1. A great compass makes perfect circles
A great compass is one that does what it promises. It draws perfect circles. Everything beyond that basic feature is just a bonus. It is of no use if a compass has all kinds of accessoires like extra lead fillers or a extra extension leg but fails to deliver consistency in drawing perfectly round circles.
That is to me the most important feature a compass needs to have; consistency. Always. No matter how fast I turn my compass it should arrive at the exact same point as it started from. I emphasize this important feature of any compass because I’ve had cheap compasses in the past and tried to draw all kinds of geometric artworks and failed miserably because the compass would not do what it was suppossed to. It would start off from a certain point and arrive on a different point as where it started from. That was because the hinge was of such bad quality that the hinge would not hold steady causing the distance between the legs to change while drawing a circle.

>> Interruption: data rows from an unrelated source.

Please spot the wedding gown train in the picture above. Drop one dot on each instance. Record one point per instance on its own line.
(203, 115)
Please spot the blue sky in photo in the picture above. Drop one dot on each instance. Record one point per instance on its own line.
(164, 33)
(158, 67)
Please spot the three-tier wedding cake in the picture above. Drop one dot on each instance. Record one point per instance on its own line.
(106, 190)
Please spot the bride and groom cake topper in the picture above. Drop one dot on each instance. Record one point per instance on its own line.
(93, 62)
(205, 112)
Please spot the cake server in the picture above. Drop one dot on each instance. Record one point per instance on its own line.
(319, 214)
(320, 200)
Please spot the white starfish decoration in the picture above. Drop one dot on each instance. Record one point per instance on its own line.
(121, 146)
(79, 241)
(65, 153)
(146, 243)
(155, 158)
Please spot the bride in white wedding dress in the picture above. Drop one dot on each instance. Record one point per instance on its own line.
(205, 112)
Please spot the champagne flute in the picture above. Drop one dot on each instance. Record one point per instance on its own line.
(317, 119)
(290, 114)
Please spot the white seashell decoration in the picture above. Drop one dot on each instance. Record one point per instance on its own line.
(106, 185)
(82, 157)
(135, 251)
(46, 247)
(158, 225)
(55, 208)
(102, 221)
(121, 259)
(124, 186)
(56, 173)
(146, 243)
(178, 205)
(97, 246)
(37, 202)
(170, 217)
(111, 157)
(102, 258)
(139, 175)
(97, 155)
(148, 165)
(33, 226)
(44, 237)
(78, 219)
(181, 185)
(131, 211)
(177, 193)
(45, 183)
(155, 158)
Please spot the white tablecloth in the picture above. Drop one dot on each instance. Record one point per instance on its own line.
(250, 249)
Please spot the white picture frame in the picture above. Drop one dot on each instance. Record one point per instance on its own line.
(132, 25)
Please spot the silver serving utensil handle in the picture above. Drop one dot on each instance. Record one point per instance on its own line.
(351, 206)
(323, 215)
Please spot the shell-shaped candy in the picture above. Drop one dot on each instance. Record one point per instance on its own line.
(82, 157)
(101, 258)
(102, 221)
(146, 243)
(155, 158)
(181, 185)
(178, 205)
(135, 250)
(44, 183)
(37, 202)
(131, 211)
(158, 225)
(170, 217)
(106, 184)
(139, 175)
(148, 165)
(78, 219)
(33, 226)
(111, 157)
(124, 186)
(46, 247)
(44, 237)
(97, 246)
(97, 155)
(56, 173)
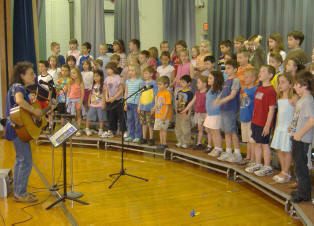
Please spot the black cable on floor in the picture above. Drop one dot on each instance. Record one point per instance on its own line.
(2, 218)
(30, 215)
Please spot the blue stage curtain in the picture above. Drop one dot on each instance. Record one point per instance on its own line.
(23, 32)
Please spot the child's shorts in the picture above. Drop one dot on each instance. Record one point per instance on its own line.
(161, 124)
(199, 118)
(257, 134)
(228, 121)
(61, 108)
(95, 113)
(86, 94)
(43, 104)
(147, 118)
(212, 122)
(246, 132)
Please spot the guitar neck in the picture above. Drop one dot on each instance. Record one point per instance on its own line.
(45, 110)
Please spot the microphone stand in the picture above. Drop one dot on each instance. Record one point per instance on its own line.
(54, 186)
(122, 170)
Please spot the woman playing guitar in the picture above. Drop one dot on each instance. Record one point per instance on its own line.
(18, 95)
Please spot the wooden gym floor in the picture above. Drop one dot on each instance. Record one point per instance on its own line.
(174, 189)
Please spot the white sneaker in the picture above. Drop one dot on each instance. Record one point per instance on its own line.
(184, 146)
(235, 157)
(88, 132)
(224, 156)
(178, 145)
(253, 168)
(264, 171)
(78, 133)
(100, 132)
(215, 153)
(107, 134)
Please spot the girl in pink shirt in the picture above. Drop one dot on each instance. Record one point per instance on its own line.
(75, 96)
(185, 68)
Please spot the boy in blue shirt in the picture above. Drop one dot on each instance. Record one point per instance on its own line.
(229, 102)
(246, 113)
(86, 47)
(145, 105)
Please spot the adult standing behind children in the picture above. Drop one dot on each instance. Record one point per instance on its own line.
(134, 47)
(225, 47)
(55, 48)
(262, 122)
(113, 94)
(43, 90)
(301, 130)
(119, 49)
(73, 44)
(53, 68)
(205, 50)
(130, 106)
(246, 113)
(229, 102)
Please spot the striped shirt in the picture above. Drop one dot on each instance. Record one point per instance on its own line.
(133, 86)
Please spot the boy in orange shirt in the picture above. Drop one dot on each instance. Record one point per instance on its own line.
(243, 61)
(162, 111)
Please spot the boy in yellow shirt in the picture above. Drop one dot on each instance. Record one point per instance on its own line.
(162, 111)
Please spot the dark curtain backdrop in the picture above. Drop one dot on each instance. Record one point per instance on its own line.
(93, 26)
(179, 21)
(126, 21)
(228, 18)
(23, 33)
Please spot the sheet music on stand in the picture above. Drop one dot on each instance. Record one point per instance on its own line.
(62, 134)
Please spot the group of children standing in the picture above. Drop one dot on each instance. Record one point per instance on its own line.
(250, 91)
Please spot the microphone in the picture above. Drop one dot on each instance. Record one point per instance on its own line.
(46, 83)
(147, 87)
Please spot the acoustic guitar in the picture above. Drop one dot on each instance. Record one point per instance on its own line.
(28, 126)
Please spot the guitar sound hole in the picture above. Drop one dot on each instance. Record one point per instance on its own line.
(37, 122)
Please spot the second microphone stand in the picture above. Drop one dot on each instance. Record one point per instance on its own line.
(122, 170)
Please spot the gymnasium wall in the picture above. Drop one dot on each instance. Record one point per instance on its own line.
(150, 17)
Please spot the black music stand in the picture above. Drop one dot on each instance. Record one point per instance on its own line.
(60, 137)
(122, 170)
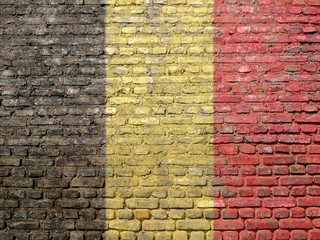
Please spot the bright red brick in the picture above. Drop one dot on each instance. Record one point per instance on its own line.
(309, 202)
(244, 202)
(279, 202)
(243, 160)
(298, 180)
(295, 223)
(281, 235)
(257, 224)
(278, 160)
(228, 224)
(261, 181)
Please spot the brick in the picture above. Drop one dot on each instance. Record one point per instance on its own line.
(261, 224)
(142, 203)
(198, 225)
(278, 160)
(261, 181)
(131, 225)
(241, 119)
(228, 224)
(244, 203)
(295, 180)
(308, 202)
(87, 182)
(64, 225)
(292, 223)
(31, 225)
(158, 225)
(279, 202)
(242, 159)
(176, 204)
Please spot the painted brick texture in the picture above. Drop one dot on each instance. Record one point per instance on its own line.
(159, 124)
(266, 111)
(155, 120)
(52, 119)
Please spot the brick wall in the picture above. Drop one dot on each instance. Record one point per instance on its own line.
(165, 119)
(159, 119)
(266, 101)
(52, 119)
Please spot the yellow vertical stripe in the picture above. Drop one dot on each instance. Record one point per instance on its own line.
(159, 118)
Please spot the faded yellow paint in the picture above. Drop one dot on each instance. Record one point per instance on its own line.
(159, 108)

2. A great compass is adaptable
A great compass has adaptability. It needs to hold different kinds of pencils and markers. Because when you start drawing and creating art forms based on geometric diagrams which need precision to look good then there are two distinct phases that define the creation process. First part of the creation process is the setup phase when you lay out the grid. These function as guidelines, intended to be guides for the latter phase; the tracing phase. So usually during both phases you need the compass to do the work precisely. But at the same time the type of pencils are different in each phase. In the primary phase your lines are only guides and need not to be permanent. The goal usually is to have them replaced by permanent lines that you want to emphasize and bring out in the design. Therefore you need a compass that can have a holder for different type of pens.
3. The compass that is extendable
A good compass needs to be extendable. Especially when drawing and creating geometric art you will sometimes want to draw complex geometric forms with lots of details. And you want to be able to see those details and that’s why your geometric art sometimes needs to be bigger then you normally could on A4 paper. So your ideal compass must have the ability to make bigger circles. Instead of having several sized compasses, a good compass has the ability to interchange the legs that would make it possible to draw bigger circles.

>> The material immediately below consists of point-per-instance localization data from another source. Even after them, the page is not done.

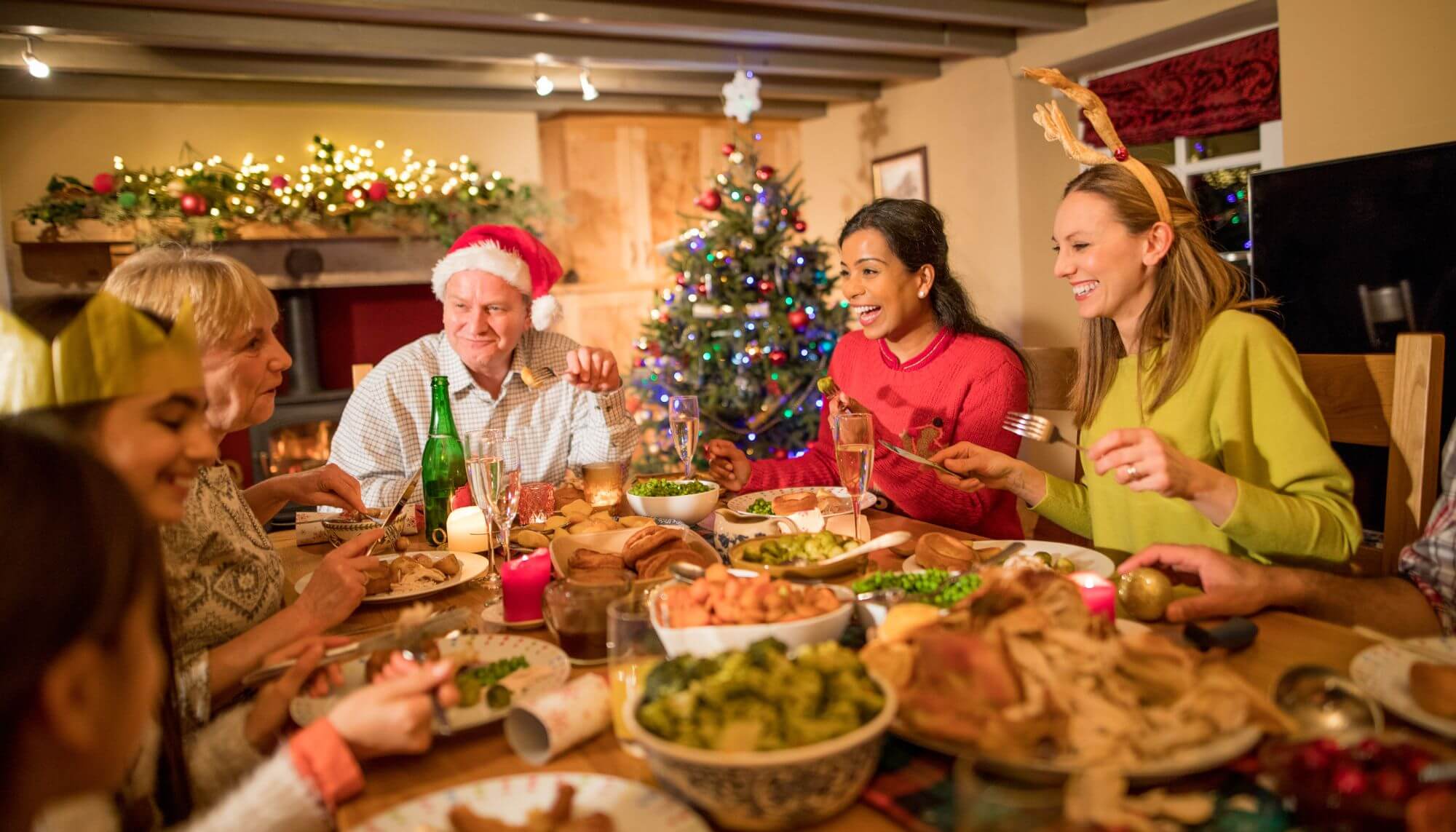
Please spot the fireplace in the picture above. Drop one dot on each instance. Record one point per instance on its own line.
(298, 435)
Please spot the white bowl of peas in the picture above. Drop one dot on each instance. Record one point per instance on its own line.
(687, 501)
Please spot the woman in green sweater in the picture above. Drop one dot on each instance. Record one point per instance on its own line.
(1198, 424)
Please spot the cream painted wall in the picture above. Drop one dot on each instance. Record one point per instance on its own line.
(39, 138)
(1362, 77)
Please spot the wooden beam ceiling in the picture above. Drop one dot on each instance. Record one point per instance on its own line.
(649, 55)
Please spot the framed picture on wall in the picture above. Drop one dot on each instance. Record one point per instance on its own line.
(902, 176)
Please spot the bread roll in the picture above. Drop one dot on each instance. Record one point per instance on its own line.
(1433, 687)
(796, 502)
(937, 550)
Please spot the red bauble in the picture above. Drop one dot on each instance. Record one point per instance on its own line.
(710, 199)
(193, 204)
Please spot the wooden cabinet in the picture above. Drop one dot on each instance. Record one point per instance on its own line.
(621, 183)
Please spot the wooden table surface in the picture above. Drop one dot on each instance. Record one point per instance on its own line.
(1285, 641)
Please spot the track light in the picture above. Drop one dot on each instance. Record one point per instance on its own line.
(544, 84)
(589, 90)
(37, 67)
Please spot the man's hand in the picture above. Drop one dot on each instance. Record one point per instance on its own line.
(327, 486)
(339, 585)
(593, 370)
(1231, 585)
(727, 464)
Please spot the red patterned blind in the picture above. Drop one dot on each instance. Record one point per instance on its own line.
(1219, 89)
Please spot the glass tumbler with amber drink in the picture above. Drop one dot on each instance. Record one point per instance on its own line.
(633, 651)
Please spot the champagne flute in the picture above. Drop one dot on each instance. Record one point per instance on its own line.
(480, 447)
(855, 454)
(682, 422)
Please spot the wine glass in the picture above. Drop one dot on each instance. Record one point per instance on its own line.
(682, 422)
(480, 448)
(855, 454)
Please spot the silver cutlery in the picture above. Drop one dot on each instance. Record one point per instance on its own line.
(1036, 428)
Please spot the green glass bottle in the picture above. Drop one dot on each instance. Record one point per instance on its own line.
(442, 470)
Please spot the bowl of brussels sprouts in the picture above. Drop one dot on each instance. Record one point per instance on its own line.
(765, 738)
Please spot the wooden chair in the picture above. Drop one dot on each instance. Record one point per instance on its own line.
(360, 371)
(1388, 402)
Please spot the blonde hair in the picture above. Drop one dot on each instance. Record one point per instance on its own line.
(1192, 285)
(228, 297)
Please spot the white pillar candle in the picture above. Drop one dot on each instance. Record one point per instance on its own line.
(467, 530)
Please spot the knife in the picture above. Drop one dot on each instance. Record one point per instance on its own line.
(919, 459)
(398, 510)
(397, 638)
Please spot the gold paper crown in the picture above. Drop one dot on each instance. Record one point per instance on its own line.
(108, 351)
(1056, 128)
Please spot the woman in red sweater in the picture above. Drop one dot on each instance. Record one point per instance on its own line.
(924, 365)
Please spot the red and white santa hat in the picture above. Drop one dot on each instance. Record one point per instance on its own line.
(510, 253)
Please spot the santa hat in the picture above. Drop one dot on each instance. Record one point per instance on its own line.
(510, 253)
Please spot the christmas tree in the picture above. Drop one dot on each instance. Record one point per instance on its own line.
(749, 326)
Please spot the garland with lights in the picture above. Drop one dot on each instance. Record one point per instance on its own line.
(207, 199)
(749, 326)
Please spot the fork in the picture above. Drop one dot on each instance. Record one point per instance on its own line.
(1036, 428)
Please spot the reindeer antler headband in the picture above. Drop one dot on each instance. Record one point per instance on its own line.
(1056, 128)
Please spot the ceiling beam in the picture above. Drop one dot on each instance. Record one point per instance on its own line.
(373, 41)
(18, 84)
(1033, 15)
(152, 61)
(698, 22)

10 thoughts on “What Is A Good Compass For Geometric Artwork?”
I have already staedler compass because of you
Great Michal! Hope you like this tool as I do.
so happy to find you with your experience. your generous understanding will be forever woven into all my efforts. the pieces created through this facet are gifts for those that expect them from me. manifesting these objects is my favorite activity. i hope someday to MAKE stuff even in times when a celebrated day is not looming as my motivation. sharing my wish with you is meant bring this enjoyment into my everyday, anytime, thank you for your vision of us all as artists. i tell all persons what appreciate Geometry to check your site for mystery and insight. and the rest i tell them go and get the awesome free coloring book.
Thank you thadeus for the kinds support
Thanks for the videos and tutorials…
Have a great day…
You’re welcome Diego
Thanks for the great videos Dearing.
What size Fineliner do you use?
Hi Thomas, I mix it up. My standard go-to fineliner is the 0.5mm rotring. For finetuning I sometimes use 0.3mm.
I’d love to see more courses. I’d gladly pay the fee, but the only one I see available for purchase simply doesn’t appeal to me.
What do you recommend as a drawing tool inside the compass? Wood pencil? .3mm mechanical pencil? The tiny leads that come with it and their lead holder?
Is it helpful to have more than one compass? Two of the same? Multiple sizes? (E.g. 4” bow compass)
What markers, pens do you use for inking the pattern? (I take it the compass doesn’t’t need ink pens because its circles are only used for construction-is this correct?
Once you have a template, how do you repeat it to create an extended design?
How do you create a “double lined template” so you end up with a thickness that can be colored?